Patten fought for their vision, navigating the sometimes competing concerns of the Rhode Island EPA, the Department of Environmental Management, the Coastal Resources Management Council, and the Narragansett Bay Commission. Last fall, after nine months of construction, KMDG finally delivered a landscape flexible enough to accommodate every-thing from public gatherings to a large delivery of steel while preserving the untamed culture of the Steel Yard. “Everyone was afraid that the place would change,” says Kaki Martin, a principal of KMDG. “We worked hard to make sure there was room for that spontaneous, wild urban character to return.”

No longer “rusty and sharp,” as Rockefeller describes the property’s original state, the Steel Yard is primed to draw more visitors. But Patten still needs to raise the million-plus dollars necessary to update and weatherize the buildings. Fortunately, the Steel Yard team has come to embrace a slow-growth approach to development. “The end product that
we have collectively created is better because it has taken us so long,” Rockefeller says. “It has allowed us to respond to the ways people interact with us rather than air-dropping this thing in.”

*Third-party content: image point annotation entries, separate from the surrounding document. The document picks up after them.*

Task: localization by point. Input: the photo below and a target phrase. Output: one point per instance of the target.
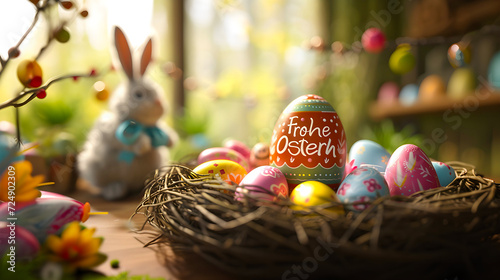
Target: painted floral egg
(309, 142)
(238, 146)
(446, 174)
(227, 170)
(410, 170)
(313, 193)
(370, 153)
(259, 155)
(264, 182)
(223, 153)
(363, 184)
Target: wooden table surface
(121, 243)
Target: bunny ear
(146, 57)
(124, 53)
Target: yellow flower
(17, 184)
(76, 247)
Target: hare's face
(146, 106)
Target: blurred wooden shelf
(480, 99)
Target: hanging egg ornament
(101, 92)
(459, 54)
(312, 194)
(402, 60)
(30, 73)
(410, 170)
(309, 143)
(446, 174)
(373, 40)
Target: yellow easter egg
(227, 170)
(313, 193)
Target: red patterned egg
(309, 143)
(409, 170)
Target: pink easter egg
(238, 146)
(264, 182)
(223, 153)
(409, 170)
(373, 40)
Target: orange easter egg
(309, 143)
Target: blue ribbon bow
(129, 131)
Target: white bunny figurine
(124, 145)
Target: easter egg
(369, 153)
(313, 193)
(26, 244)
(388, 93)
(30, 73)
(47, 214)
(364, 184)
(408, 94)
(227, 170)
(459, 54)
(308, 142)
(462, 83)
(264, 182)
(494, 71)
(432, 88)
(410, 170)
(402, 60)
(259, 155)
(373, 40)
(239, 147)
(446, 174)
(223, 153)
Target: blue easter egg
(494, 71)
(369, 153)
(408, 94)
(446, 174)
(363, 184)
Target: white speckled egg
(370, 153)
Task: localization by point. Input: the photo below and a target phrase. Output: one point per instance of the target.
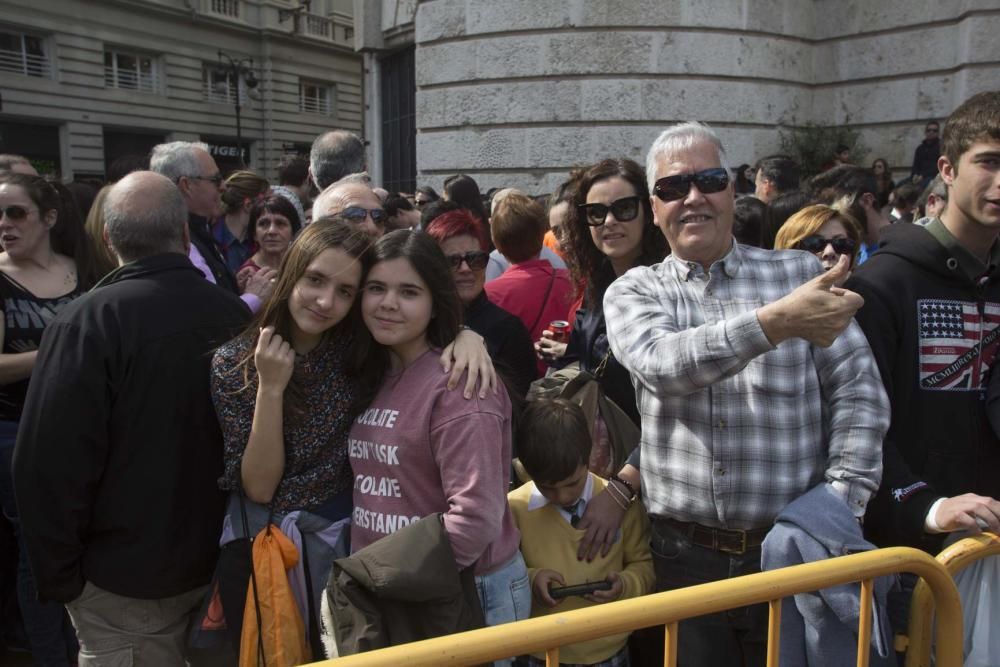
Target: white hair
(677, 139)
(176, 159)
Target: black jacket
(588, 344)
(400, 589)
(934, 333)
(202, 239)
(507, 340)
(119, 448)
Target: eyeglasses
(215, 180)
(709, 181)
(817, 244)
(477, 260)
(357, 215)
(15, 212)
(624, 210)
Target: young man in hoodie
(932, 317)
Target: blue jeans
(734, 637)
(50, 634)
(505, 595)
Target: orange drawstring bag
(281, 639)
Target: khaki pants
(116, 631)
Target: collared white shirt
(537, 500)
(733, 428)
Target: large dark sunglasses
(357, 214)
(477, 260)
(624, 210)
(817, 244)
(709, 181)
(15, 212)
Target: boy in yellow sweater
(553, 443)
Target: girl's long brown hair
(323, 234)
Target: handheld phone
(559, 593)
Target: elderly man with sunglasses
(352, 200)
(754, 385)
(193, 170)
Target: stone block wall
(519, 92)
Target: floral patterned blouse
(316, 463)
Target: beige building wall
(183, 37)
(519, 92)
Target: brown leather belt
(719, 539)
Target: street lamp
(237, 70)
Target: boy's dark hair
(293, 170)
(977, 119)
(552, 439)
(906, 194)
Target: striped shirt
(733, 428)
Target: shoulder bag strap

There are still an estimated 90 underused or vacant mills in the city. The Steel Yard approach certainly isn’t the most profitable model for developing them—only now, after ten years, have the partners come close to recouping their initial investment. What they have done, however, has resulted in rich rewards for the local community and the city as a whole. Artists now have a stable place to work that “has relieved some anxiety about where they’ll end up next,” says David Cicilline, the former mayor who was elected to Congress last November. The Steel Yard has also paved the way for other noncommercial programs, including the Paul Cuffee Maritime charter school, which inhabits an old bus-depot maintenance facility down the street.

Most important, the Steel Yard has helped change the way Providence, which rebranded itself the Creative Capital in 2009, sees development. “Having the people at the Steel Yard debate with us and present options for building off the arts community has forced us to think differently about who we are as a city,” says Thomas Deller, who heads Providence’s planning department. “It’s making us consider how we can use this example to do other things.” Cicilline goes further: “We embedded lessons from the Steel Yard in the city’s comprehensive plan, so it will have an impact on the process for a long time.”